Hudlin Entertainment

Tarantino Untamed

With his controversial slavery-themed action flick coming out this holiday season, the eccentric Oscar winning scribe proves that no subject is off limits.

By Amy Elisa Keith From Ebony Magazine

Quentin Tarantino isn’t afraid to start some ish. The director who scalped Nazis in Inglourious Basterds and destroyed Japanese mob bosses in Kill Bill is tackling American slavery by unleashing his brand of wildly imaginative storytelling on audiences once again with his new film, Django Unchained.

Set in the pre-Civil War South, Django, starring Jamie Foxx, Samuel L. Jackson, Leonardo DiCaprio and Kerry Washington, is part dramedy, part love story, part spaghetti Western and a whole lot of badass.

And as is the case in many of his previous films, it is not without controversy. After all, despite Django’s gritty and James Brown-squealing trailer, portraying slavery on the big screen is no laughing matter. On the other hand, if you think this a Roots remake, think again.

Tarantino sat down with EBONY to discuss popular misconceptions about the film and teaming back up with Jackson.

EBONY: What was your vision for Django Unchained?

TARANTINO: I set out to write a really heart-wrenching story of slavery in the antebellum South combined with an operatic, mythical spaghetti Western story of a Black man who is a slave. Then [we] see his mythical rise to not only become a man, but to also become a professional bounty hunter whoe would literally go into the mouth of hell to extract his princess.

EBONY: A lot skeptics are critical of your taking on slavery.

TARANTINO: I haven’t liked any of the representations of slavery that I’ve seen on film. So being touchy about what you’ve seen in the past and what could come out based on that past, [the skepticism] is totally understandable. I get that.

EBONY: Are you more confident about Django after doing Inglourious Basterds?

TARANTINO: One of the characteristics of my work is that I make you laugh at f—ed-up shit. I show things that aren’t funny and are f—ed up, then all of a sudden, against your will, I get you to laugh. The moment I get you to laugh, you’re a co-conspirator. [Laughs]
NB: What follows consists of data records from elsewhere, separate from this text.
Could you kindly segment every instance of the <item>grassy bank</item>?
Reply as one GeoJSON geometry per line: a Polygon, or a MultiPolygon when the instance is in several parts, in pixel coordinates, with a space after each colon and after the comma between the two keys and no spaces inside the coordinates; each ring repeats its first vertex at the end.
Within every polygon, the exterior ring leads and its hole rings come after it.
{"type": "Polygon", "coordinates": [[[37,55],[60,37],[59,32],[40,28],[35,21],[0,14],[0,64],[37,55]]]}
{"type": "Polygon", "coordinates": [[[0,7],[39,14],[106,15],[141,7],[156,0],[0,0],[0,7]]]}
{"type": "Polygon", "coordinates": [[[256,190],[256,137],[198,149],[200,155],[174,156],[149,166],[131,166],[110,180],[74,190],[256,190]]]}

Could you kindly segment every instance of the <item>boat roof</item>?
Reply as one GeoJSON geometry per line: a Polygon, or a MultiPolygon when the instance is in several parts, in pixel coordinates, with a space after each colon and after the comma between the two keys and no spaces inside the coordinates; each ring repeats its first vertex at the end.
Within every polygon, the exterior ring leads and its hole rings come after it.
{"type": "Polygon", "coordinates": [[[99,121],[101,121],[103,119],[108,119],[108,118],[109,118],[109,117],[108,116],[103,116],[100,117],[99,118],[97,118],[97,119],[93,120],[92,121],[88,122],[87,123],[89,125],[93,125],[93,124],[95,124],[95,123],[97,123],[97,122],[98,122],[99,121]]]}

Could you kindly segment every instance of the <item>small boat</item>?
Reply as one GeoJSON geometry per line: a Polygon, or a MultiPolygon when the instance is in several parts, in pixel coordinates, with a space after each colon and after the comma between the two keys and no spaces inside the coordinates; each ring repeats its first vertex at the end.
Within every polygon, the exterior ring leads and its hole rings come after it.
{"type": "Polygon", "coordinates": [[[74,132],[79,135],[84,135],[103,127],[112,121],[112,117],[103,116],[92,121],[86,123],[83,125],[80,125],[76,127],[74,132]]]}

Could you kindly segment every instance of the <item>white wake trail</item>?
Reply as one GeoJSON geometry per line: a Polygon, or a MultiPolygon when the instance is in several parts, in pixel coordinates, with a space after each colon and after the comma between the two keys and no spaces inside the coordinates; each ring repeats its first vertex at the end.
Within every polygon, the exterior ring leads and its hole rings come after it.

EBONY: How do you make slavery humorous?

TARANTINO: To me, there is no humor in slavery. There is no humor in the Holocaust; however, there can be humor in the course of the situation of the story you’re telling.
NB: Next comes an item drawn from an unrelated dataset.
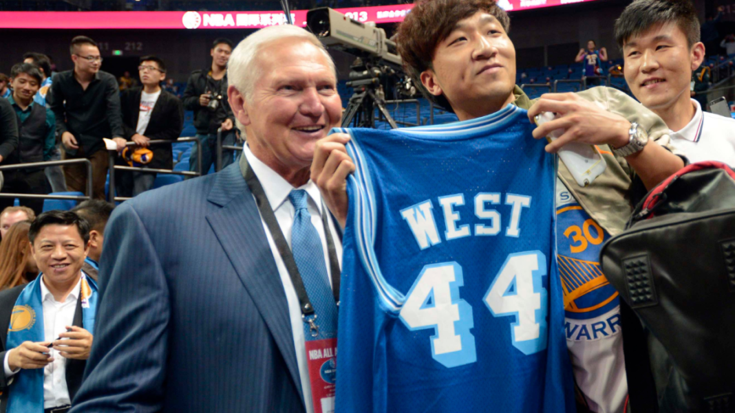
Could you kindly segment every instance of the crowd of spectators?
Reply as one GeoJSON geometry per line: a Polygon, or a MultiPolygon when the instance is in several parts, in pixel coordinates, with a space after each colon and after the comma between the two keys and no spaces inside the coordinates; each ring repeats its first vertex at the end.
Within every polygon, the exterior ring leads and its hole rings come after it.
{"type": "MultiPolygon", "coordinates": [[[[315,7],[359,7],[395,4],[392,0],[293,0],[292,10],[315,7]]],[[[12,11],[270,11],[280,10],[278,0],[248,1],[207,0],[0,0],[0,10],[12,11]]]]}
{"type": "MultiPolygon", "coordinates": [[[[156,56],[140,59],[138,81],[126,72],[120,82],[101,70],[103,57],[95,41],[78,36],[70,45],[74,69],[51,74],[50,59],[29,52],[15,65],[10,76],[0,75],[8,87],[0,100],[0,162],[3,165],[46,161],[87,160],[86,163],[32,167],[4,172],[6,193],[43,195],[51,192],[86,192],[92,180],[92,197],[106,199],[110,157],[118,150],[115,164],[150,169],[172,169],[171,142],[180,136],[184,109],[193,113],[193,125],[201,141],[202,165],[195,145],[187,169],[206,175],[215,161],[217,134],[223,143],[237,139],[234,119],[227,101],[227,62],[232,43],[224,38],[212,44],[211,65],[195,70],[184,90],[166,78],[165,62],[156,56]],[[179,98],[177,95],[182,95],[179,98]],[[106,139],[109,139],[106,142],[106,139]],[[152,143],[151,143],[151,141],[152,143]]],[[[173,80],[173,79],[171,79],[173,80]]],[[[223,153],[223,166],[234,153],[223,153]]],[[[118,171],[115,191],[124,197],[153,187],[157,172],[118,171]]],[[[0,198],[0,208],[13,204],[0,198]]],[[[37,215],[43,200],[21,198],[20,203],[37,215]]]]}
EBONY: On a scale of 1 to 10, how many n-bombs are viewers in for?

TARANTINO: Since the n-bomb is just the parlance of the day, there’s no limit.

EBONY: Is the mojo still there with Sam Jackson?

TARANTINO: Completely. Sam is such a theatrical beast. He really is. He just devours everything in his path. He’s the bull in the china shop, and everybody else is the china.

EBONY: Any reservations about making this film?

TARANTINO: Asking a lot of Black folks to do something very painful. I thought about getting non-Americans to do it. What stopped me was [going] out to dinner with Sidney Portier. I was telling him my thoughts, and he said, "For whatever reason, I believe that you were meant to tell this story. You just need to not be afraid of your own movie. You need to get over being afraid."

EBONY:  Favorite scene?

TARANTINO: It’s the sequence at Don Johnson’s plantation when Django tracks down the overseers who f—ed over him and his wife. To actually see a slave wipe out overseers is crazy catharthic.